Salary Adjustments for State Agency Employees
Emergency Merit, Disciplinary Reductions, Restorations (Reason Codes 039, 027, 028)
Emergency One-Time Merit (Reason Code 039)
This one-time merit payment is awarded for employee performance during a natural disaster or other extraordinary circumstance. The chief administrative officer of an agency must document the natural disaster or other extraordinary circumstance.
Qualifications
To qualify for this merit payment, a classified employee must be employed by the agency for at least six months before the effective date of the emergency one-time merit.
Eligibility
Prior merit salary increases or one-time merit payments do not affect the eligibility to receive an emergency one-time merit payment. However, an emergency one-time merit payment does impact eligibility for a regular one-time merit payment or merit salary increase.
Amount
Furthermore, there is no limit on the amount of an emergency one-time merit payment. As it is a one-time payment and not added to the employee’s base salary, the maximum of the salary group is not impacted.
Salary/Rate Reduction for Disciplinary Reasons (Reason Code 027)
If justified by an employee’s job performance, state agencies are authorized to reduce an employee’s salary or rate of pay. Only the administrative head of the agency may authorize the action.
The salary may only be reduced within the employee’s salary group; an employee cannot make less than the minimum salary for their salary group after the reduction.
A salary reduction action cannot change the job classification or salary group the employee is assigned to (see Demotions section above.)
In addition to employees in regular positions, a salary or rate reduction may be applied to employees in temporary assignments as well.
An agency may authorize multiple salary reduction actions. The law allows consecutive salary reductions, and there are no requirements for specific timeframes between reductions or a return to a higher salary before a reduction action.
Salary/Rate Restoration (Reason Code 028)
Following a salary/rate reduction and as an employee’s performance improves, an agency’s administrative head can decide to restore all or some of the employee’s salary. The employee’s performance is the determining factor for allowing this action.
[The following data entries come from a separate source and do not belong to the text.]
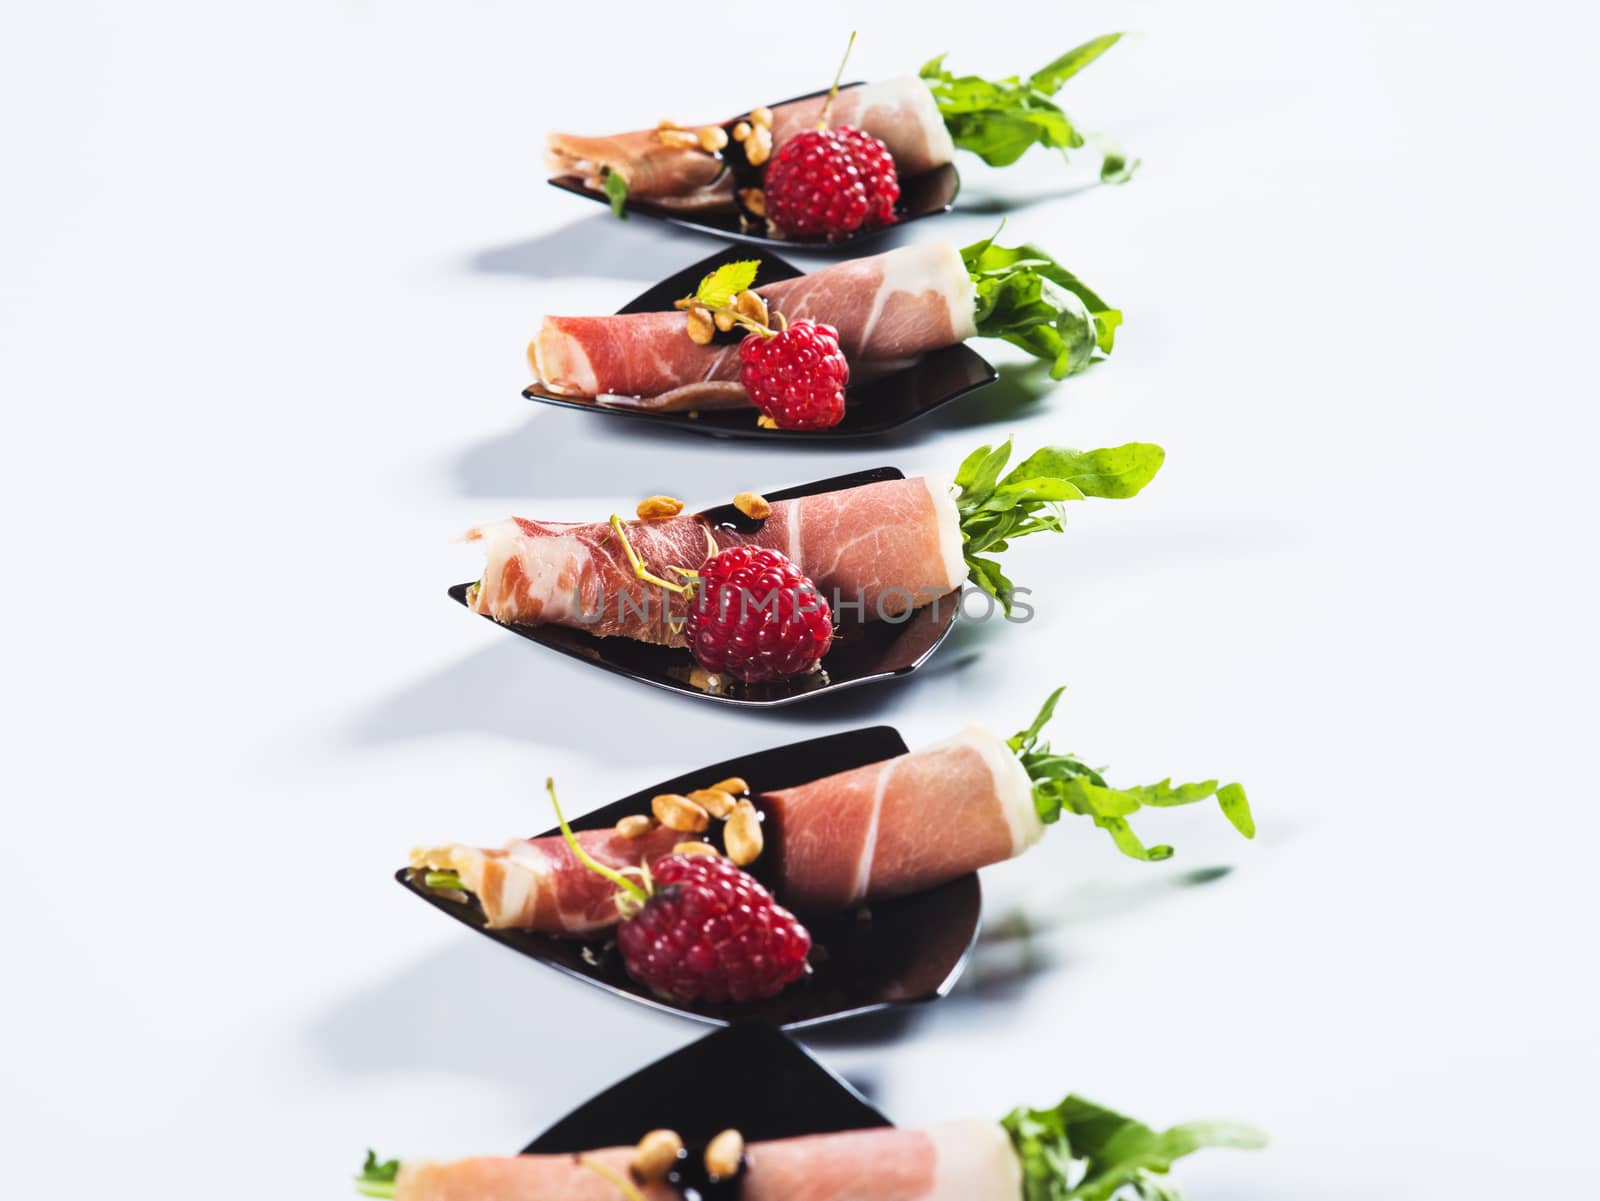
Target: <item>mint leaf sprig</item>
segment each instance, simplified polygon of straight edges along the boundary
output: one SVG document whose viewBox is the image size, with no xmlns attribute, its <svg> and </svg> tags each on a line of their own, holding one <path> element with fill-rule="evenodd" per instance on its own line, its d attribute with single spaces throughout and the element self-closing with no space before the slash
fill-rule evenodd
<svg viewBox="0 0 1600 1201">
<path fill-rule="evenodd" d="M 919 74 L 933 93 L 951 141 L 991 167 L 1010 166 L 1035 145 L 1060 150 L 1066 158 L 1067 151 L 1081 147 L 1085 138 L 1054 96 L 1121 38 L 1120 33 L 1108 33 L 1087 41 L 1026 79 L 955 75 L 945 70 L 943 54 L 924 63 Z M 1137 165 L 1130 166 L 1120 152 L 1109 151 L 1101 162 L 1100 178 L 1122 183 Z"/>
<path fill-rule="evenodd" d="M 980 446 L 955 478 L 968 578 L 1008 614 L 1016 586 L 993 556 L 1028 534 L 1060 533 L 1063 501 L 1137 496 L 1161 470 L 1166 451 L 1150 442 L 1100 450 L 1046 446 L 1002 476 L 1010 459 L 1010 438 L 998 447 Z"/>
<path fill-rule="evenodd" d="M 1022 1162 L 1023 1201 L 1181 1201 L 1166 1179 L 1175 1161 L 1205 1147 L 1256 1150 L 1267 1143 L 1238 1122 L 1186 1122 L 1158 1132 L 1079 1096 L 1052 1109 L 1014 1109 L 1000 1125 Z"/>
<path fill-rule="evenodd" d="M 1172 858 L 1172 848 L 1145 846 L 1128 825 L 1128 817 L 1147 806 L 1170 809 L 1214 796 L 1233 828 L 1246 838 L 1255 837 L 1255 818 L 1241 784 L 1218 787 L 1217 781 L 1205 780 L 1175 785 L 1169 778 L 1140 788 L 1113 788 L 1098 770 L 1081 759 L 1051 751 L 1040 734 L 1055 715 L 1056 702 L 1064 691 L 1065 688 L 1057 688 L 1052 692 L 1033 724 L 1006 740 L 1033 781 L 1033 806 L 1040 821 L 1051 825 L 1060 821 L 1063 813 L 1081 814 L 1109 834 L 1124 855 L 1155 863 Z"/>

The agency can choose to restore the employee’s salary to any rate within the salary range; however, it may not exceed the employee’s salary before the reduction.
An employee may have multiple restorative actions if the agency decides to incrementally increase the employee’s salary based on improved job performance standards; however, the rate is not required to return to the original salary.
As with the reductive action, there is no specific timeframe required between salary restorations; they may occur as needed based on the employee’s job performance improvement, at the agency’s discretion.
Sources
Texas Government Code, Sections 659.251-259, 2101.035 and 2101.037; General Appropriations Act, Article V, Rider 7 – Texas Department of Criminal Justice, Rider 21 – Texas Juvenile Justice Department, Article IX, Part 2, Article IX, Parts 3.01-3.04 and 3.07; Texas Administrative Code, Section 5.41.